= Jorge Rigau =

Puerto Rican architect and writer

Jorge Rigau (born 1953 in Arecibo, Puerto Rico) is a Puerto Rican architect, historian, author and pedagogue. He is the founder (1995) and first dean of the New School of Architecture of the Polytechnic University of Puerto Rico (1995–2006).

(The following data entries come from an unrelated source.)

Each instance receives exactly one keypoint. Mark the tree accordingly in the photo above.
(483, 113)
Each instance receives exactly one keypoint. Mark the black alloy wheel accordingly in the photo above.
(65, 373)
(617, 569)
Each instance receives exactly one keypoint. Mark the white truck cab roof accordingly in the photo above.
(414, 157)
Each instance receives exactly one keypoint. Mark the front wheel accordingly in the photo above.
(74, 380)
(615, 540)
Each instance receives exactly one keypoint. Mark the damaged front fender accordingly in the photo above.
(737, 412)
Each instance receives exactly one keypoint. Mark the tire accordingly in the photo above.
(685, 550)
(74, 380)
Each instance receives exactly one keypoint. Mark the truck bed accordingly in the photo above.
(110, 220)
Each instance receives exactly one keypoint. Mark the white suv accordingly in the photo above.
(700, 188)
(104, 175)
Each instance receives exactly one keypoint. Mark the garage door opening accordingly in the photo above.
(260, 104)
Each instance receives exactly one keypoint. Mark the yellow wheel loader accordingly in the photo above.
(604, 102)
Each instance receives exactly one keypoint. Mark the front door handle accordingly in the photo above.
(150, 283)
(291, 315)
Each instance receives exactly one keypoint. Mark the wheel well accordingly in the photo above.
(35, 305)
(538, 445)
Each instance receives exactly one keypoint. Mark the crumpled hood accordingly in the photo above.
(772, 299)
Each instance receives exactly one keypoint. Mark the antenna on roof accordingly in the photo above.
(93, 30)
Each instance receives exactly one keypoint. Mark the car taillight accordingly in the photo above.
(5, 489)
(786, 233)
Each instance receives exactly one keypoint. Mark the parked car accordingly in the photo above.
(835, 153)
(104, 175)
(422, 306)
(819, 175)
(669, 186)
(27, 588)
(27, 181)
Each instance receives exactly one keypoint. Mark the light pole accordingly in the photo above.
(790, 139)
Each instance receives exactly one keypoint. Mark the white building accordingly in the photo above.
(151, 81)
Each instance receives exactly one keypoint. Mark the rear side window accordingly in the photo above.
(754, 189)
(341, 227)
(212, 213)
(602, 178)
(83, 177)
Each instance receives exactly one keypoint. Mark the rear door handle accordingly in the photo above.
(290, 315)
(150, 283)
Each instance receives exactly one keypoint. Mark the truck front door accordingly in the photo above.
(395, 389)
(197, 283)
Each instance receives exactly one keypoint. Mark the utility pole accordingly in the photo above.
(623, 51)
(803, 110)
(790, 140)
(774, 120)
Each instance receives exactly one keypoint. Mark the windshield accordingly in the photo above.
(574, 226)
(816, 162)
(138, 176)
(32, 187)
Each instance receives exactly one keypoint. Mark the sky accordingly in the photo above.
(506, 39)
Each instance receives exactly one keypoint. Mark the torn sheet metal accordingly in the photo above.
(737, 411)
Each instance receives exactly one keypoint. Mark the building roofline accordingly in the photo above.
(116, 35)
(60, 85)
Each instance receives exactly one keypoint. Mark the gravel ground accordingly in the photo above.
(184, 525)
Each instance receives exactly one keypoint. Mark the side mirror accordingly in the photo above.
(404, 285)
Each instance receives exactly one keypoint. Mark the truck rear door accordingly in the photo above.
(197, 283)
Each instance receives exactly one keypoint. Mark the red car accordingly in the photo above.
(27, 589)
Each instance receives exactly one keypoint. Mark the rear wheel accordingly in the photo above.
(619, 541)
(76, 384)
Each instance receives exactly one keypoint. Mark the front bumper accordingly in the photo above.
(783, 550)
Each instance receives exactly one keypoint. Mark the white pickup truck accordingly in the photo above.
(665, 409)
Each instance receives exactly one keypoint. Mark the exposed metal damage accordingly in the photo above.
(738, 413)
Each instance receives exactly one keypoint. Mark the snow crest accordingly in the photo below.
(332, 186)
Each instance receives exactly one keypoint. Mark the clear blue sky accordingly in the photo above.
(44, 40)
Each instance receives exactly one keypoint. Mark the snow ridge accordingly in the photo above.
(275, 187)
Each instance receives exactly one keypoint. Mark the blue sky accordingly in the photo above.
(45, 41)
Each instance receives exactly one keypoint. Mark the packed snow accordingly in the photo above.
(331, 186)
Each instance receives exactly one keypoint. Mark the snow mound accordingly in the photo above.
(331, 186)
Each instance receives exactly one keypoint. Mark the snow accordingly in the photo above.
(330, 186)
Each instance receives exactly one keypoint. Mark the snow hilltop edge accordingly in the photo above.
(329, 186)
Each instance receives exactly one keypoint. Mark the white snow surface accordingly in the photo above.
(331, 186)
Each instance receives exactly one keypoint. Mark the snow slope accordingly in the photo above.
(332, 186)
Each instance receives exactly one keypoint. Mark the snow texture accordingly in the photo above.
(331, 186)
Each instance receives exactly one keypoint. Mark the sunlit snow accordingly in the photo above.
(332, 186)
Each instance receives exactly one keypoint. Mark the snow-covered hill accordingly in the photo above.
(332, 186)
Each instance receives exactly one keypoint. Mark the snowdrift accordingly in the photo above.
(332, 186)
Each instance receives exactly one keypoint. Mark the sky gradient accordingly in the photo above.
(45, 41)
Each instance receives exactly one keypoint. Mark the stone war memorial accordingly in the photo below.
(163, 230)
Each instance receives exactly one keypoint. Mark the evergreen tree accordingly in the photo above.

Rigau is a Fellow of the American Institute of Architects (FAIA).

==Projects==
- New School of Arquitechture at Politechnic University of Puerto Rico, Hato Rey, Puerto Rico (Addition and Rehabilitation 2011–2013)
- Gazebo and Commemorative Fountain at Main Plaza, Vieques, Puerto Rico (Built 2008)
- Spivak-Velilla Residence, Bayamón, Puerto Rico (Built 2007)
- Infill Housing, Vega Baja, Puerto Rico (Built 2006)
- Billoch-Vázquez Residence, San Juan, Puerto Rico (Remodeled 2006)
- Historic Preservation of Old Train Station, Vega Baja, Puerto Rico (Built 2005)
- New Entrance for the Old Cemetery, Vega Baja, Puerto Rico (Built 2005)
- Nassar-Yumet Residence, Humacao, Puerto Rico (Built 2002)
- Casillas-Márquez Residence, Humacao, Puerto Rico (Built 2001)

==Publications==
Rigau is the author of a number of books, including Puerto Rico 1900: Turn of the Century Architecture in the Hispanic Caribbean 1890-1930 (1992), Havana (with Nancy Stout) (1994) and most recently, "Puerto Rico then and now", published by Thunder Bay Press in 2009.